An AI feature that makes things up isn't a rare edge case — it's the default failure mode. Here are the concrete test cases I run to find hallucinations before users do, and how to judge an answer that has no single 'correct' value.

part ofTesting AI products

Hallucination — an AI confidently stating something false — is the bug that makes testing AI features genuinely different from testing deterministic software. There's no exception in the logs, no stack trace, no failing assertion. The output looks fluent and authoritative and it's wrong. You can't catch it with traditional asserts, so you need deliberate test cases aimed at the situations where models invent things. This builds directly on how I evaluate an AI chatbot before release.

Where hallucinations come from

Models make things up most reliably in a few predictable situations, and good test cases target each:

  • Questions with no answer in the data. Ask about something the system has no information on. The correct behaviour is "I don't know" or "I can't find that" — not a confident invention. This is the single highest-value test.
  • Plausible-but-false premises. Ask a question that assumes a fact that isn't true ("When did we add the X feature?" when there's no X feature). Does it correct the premise or play along and elaborate?
  • Specifics: numbers, dates, names, citations. Models love to fabricate precise-looking detail — a version number, a policy date, a source link, a person's title. Anything citable is a hallucination hotspot.
  • Out-of-scope requests. Push just past what the feature is for. Does it stay in its lane or improvise authoritatively about something it shouldn't touch?
  • Long or multi-turn context. Earlier facts get dropped or contradicted several turns in. Test whether it stays consistent with what was established.

The concrete test cases

Hallucination test cases

  • Unanswerable question: ask something genuinely not in the data — expect a graceful "I don't know," not a guess
  • False-premise question: embed an untrue assumption — expect a correction, not elaboration
  • Made-up entity: ask about a product/person/feature that doesn't exist — it must not describe it as real
  • Citation check: when it cites a source, number, or date, verify every one against ground truth
  • Boundary push: a request just outside scope — expect a refusal or redirect, not confident improvisation
  • Consistency: ask the same factual question two ways (and again later in the conversation) — answers must agree
  • Refusal honesty: confirm "I can't help with that" appears where it should and isn't bypassed by rephrasing
  • Grounding leak: for RAG/retrieval features, confirm the answer is actually supported by the retrieved context, not the model's own memory

How to judge an answer with no single "correct" value

This is the part that trips up testers coming from deterministic systems. Most AI outputs don't have one right string, so you can't assert equality. Three approaches that work:

  1. Assert on properties, not exact text. "Does it refuse?" "Does it cite a real source?" "Is the claimed number correct?" "Did it avoid inventing an entity?" These are checkable even when the wording varies.

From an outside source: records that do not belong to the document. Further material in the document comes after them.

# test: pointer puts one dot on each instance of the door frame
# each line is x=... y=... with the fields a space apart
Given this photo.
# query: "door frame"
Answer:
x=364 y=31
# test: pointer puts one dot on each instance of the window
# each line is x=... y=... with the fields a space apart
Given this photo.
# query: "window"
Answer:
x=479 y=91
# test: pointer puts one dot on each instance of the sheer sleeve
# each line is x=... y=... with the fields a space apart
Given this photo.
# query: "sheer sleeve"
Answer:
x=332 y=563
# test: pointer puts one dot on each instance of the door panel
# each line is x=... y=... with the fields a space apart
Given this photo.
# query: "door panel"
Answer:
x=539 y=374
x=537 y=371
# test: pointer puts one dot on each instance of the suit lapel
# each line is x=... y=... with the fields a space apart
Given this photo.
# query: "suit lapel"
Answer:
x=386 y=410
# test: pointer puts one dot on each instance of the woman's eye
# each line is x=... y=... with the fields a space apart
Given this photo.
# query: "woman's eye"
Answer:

This is the same shift in mindset as what to log when testing AI — you verify behaviour and grounding, not a golden string.
  2. Use a curated set with known ground truth. Maintain a fixed list of questions where you know the right answer (or know the right answer is "I don't know"). Run it every release and check the model against reality, not against its own confidence.
  3. Separate "wrong" from "differently worded." A regression is a factually worse answer, not a reworded one. Don't fail a test because the phrasing changed; fail it because the fact changed.

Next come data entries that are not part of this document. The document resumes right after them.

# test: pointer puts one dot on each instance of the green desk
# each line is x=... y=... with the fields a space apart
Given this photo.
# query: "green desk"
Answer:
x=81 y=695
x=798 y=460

Why this can't be fully automated away

You can automate a lot of this — a ground-truth question bank, property checks, even using another model as a grader — but hallucination testing keeps a stubborn human core, because deciding whether a fluent, confident paragraph is actually true often requires someone who knows the domain. That's a feature of the problem, not a gap in your tooling. Budget for human review of AI outputs as an ongoing cost, weight your test cases toward the high-stakes claims (anything a user would act on), and treat "sounds right" as the start of a check, never the end of one.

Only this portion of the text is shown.